1. Maßgebendes Vertreibungsgebiet, mit dessen Verlassen der Vertriebenenstatus als Aussiedler (§ 1 Abs 2 Nr 3 BVFG) entsteht, ist das individuelle Vertreibungsgebiet. Individuelles Vertreibungsgebiet ist das Gebiet desjenigen Staates, in dem der deutsche Staatsangehörige oder Volkszugehörige die als Spätfolge der allgemeinen Vertreibungsmaßnahmen anzusehende eigene Vertreibung erlebt hat. Verläßt ein in Rumänien aufgewachsener deutscher Volkszugehöriger vor dem 1.7.1990 Rumänien, um zunächst in Ungarn Aufenthalt zu nehmen, und begibt sich nach dem 1.7.1990 ins Bundesgebiet, so bedarf es zur Entstehung des Aussiedlerstatus keines Aufnahmeverfahrens (anders noch Senatsurteil vom 14.1.1994 - 16 S 1883/93).

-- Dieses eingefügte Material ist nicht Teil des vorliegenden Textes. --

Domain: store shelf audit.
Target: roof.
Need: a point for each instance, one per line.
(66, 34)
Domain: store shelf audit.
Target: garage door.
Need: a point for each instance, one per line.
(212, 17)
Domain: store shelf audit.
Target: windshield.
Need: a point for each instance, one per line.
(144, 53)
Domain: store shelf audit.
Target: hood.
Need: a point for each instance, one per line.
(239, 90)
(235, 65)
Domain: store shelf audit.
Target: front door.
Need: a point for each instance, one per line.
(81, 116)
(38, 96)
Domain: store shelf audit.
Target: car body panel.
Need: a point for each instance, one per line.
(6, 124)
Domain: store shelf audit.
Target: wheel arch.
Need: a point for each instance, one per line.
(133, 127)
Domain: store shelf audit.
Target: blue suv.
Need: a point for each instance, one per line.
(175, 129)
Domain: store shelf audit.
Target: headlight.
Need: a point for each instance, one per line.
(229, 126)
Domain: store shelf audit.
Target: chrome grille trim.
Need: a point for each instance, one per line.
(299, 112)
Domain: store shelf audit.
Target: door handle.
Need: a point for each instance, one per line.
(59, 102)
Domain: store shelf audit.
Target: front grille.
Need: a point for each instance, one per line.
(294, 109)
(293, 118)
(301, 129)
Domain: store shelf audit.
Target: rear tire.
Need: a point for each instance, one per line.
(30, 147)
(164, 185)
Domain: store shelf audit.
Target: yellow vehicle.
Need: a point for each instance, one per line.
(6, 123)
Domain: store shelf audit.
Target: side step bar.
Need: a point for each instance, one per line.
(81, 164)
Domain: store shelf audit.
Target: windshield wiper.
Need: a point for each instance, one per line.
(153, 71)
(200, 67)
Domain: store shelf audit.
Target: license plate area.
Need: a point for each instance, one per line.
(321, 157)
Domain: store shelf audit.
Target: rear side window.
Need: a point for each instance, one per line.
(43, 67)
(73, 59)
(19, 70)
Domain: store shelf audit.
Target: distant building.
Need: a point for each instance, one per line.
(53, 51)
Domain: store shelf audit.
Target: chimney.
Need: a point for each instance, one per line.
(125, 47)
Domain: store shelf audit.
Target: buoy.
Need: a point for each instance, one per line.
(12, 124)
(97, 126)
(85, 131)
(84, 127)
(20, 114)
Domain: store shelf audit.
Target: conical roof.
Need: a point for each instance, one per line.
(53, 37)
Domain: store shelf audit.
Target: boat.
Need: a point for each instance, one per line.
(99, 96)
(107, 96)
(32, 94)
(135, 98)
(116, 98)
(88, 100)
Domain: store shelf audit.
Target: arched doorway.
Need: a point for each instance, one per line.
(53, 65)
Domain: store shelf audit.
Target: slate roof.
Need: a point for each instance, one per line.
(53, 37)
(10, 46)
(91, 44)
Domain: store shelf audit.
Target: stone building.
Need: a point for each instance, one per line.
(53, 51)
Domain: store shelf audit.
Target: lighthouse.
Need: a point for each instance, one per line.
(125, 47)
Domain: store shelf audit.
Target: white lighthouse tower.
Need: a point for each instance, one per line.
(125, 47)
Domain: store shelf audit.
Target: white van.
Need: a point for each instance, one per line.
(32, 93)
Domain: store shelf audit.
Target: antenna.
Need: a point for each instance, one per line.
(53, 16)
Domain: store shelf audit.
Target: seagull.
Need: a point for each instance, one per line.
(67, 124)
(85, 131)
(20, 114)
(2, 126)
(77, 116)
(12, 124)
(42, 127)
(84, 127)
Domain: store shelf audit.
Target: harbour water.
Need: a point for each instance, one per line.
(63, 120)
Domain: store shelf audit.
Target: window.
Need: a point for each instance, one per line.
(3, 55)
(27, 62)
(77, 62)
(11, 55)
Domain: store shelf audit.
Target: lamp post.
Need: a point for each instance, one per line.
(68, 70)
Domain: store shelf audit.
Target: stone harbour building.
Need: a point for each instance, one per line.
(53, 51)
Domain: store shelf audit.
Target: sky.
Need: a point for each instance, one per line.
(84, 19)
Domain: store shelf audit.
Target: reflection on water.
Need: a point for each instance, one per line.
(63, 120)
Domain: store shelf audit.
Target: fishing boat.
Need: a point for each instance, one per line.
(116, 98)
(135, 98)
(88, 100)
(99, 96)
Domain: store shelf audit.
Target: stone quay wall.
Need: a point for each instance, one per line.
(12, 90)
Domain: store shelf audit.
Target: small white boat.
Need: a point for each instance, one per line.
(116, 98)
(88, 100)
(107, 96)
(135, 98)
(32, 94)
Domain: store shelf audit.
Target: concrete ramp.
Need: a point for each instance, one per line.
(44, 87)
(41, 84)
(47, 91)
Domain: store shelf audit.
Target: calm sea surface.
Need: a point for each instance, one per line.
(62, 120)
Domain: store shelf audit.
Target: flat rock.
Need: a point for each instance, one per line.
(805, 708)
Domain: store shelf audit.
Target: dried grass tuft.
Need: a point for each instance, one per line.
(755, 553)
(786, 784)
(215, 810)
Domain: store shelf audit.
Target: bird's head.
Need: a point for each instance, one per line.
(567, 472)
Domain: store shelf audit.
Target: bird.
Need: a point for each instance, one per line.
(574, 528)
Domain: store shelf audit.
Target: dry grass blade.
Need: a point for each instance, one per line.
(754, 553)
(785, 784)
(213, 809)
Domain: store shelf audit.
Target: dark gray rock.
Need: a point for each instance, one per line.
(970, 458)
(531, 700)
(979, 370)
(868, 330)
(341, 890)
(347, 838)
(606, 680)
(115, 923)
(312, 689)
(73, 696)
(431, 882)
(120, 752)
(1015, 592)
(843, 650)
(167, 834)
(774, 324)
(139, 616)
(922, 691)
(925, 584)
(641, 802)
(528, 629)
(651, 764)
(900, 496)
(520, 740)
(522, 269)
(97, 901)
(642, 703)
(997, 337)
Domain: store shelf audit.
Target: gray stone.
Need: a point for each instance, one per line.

VGH-BADEN-WUERTTEMBERG – Beschluss, A 16 S 1402/97 vom 28.05.1997

1. Abgelehnte Asylbewerber unterliegen in Georgien heute keiner strafrechtlichen Verfolgung aus politischen Gründen mehr. Gelegentlich vorkommende Erpressungen abgeschobener Rückkehrer aus Deutschland durch korrupte Beamte sind vom Staat nicht geduldete Einzelfälle ohne politische Zielrichtung.